空魔精霊獣と契約することで死後も霊体となってこの世に残ることが可能とは言ったが、これは表向きの答えに過ぎない。反魂残存を正確に言い表すなら“魂を空魔精霊獣に捧げた存在”である。魔気を生み出す存在に魂を捧げるとはどういうことか、そもそも魔気はどのように生み出されるのか、魂を捧げた後の肉体はどうなるのか、そういった詳細は国の秘匿事項になっており、今ここでテレシアに教えることは出来ない。

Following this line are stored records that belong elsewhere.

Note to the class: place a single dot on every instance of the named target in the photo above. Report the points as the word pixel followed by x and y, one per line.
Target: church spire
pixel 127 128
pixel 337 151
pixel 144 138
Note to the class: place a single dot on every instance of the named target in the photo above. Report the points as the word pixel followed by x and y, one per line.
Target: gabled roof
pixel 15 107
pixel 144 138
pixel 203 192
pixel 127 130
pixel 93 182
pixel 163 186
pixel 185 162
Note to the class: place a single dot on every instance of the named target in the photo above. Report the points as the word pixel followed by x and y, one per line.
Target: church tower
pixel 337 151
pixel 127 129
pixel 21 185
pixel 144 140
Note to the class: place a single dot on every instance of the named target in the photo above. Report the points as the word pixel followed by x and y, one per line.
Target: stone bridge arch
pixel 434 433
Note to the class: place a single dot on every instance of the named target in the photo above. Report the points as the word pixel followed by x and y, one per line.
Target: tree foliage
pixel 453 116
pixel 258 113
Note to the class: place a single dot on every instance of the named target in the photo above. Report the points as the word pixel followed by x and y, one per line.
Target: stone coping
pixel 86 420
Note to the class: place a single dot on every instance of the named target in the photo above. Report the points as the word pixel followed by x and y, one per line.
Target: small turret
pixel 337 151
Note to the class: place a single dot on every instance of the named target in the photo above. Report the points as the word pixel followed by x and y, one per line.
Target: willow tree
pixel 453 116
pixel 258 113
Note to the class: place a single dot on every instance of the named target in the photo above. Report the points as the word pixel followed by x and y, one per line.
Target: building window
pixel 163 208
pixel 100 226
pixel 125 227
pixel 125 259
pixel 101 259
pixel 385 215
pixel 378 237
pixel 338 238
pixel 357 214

無言の圧力に押されたテレシアは食い下がることができず、黙したまま一歩後退った。
「あのよぉ、せっかく空魔精錬術師になったんだし、もっと目の前の明るい話しをしたらどうだ?重いのは年寄りの腰だけで十分だ」
随分久しぶりに感じる、低く渋い声が沈みかけた空気を緩やかにもたげた。
「あ!スケベ猫!覚悟しろ!」
クヨーラの姿を見た途端テレシアはいつもの調子に戻り、エプロンドレスからレードルを取り出して振り回す。
「うわっ!いきなり何しやがる!?」
「うっせぇ!なに平然と戻って来てやがる!」
綺麗に咲いていた花を好き勝手に散らしながら追いかけっこが始まると、二人の後を追うようにエトとアニカの笑い声が響く。
「ステインさんは色々と詳しいんですね」
いきなり騒がしくなった空間でも相変わらず穏やかな口調で話しかけるシルフィアのお陰で、ステインの心も平静を取り戻せた。
「君は僕の師匠だ。敬語は無用だよ」
「あ、じゃあ普通に話させてもらうね」
両手を合わせて妙に嬉しそうに笑うものだから、ステインの表情も自然と綻む。
「うん。で、詳しいって?」
「空魔精霊獣や反魂残存のこと……ううん、きっともっと根本的な魔気や魔力について」
「本で読んだだけだよ。自分ではまだ何も調べていない」
「わたしもばあちゃんから教えてもらった知識だけ。だから……」
「シルフィア!そっち行ったぞー!!」
「シルフィアー!助けてくれー!!」
何かを言い掛けたシルフィアの元へ張り上げられた二つの声と共にクヨーラが飛び込んで来る。
「おっ、ととと……。はは!二人共もう仲良しだね」
「「仲良しなもんか!!」」
必死の形相も純粋な笑顔の前には何の効果もないようで、シルフィアはクヨーラを抱き上げると何事もなかったかのようにテレシアへ差し出した。
「はい、じゃあ今度はクヨーラが追いかける番」
「えっえっ、えっ!?」
「サンキュー、シルフィア。ふふ~ん、観念しろよ変態猫」
クヨーラを脇に抱えたテレシアは満悦で邪悪な笑みを浮かべながら立ち去って行く。
「もっと皆が幸せに暮らせるような世界にするために、二人で頑張っていこうね、ステイン!」
言葉だけならば力強く頷き返す内容だったのだが、辺りに咲いた花々より優美で、吹き抜けから差し込む日光より明朗な笑顔を向けられ、ステインは時を止められた感覚に陥り、ただただシルフィアを見つめることしか出来なかった。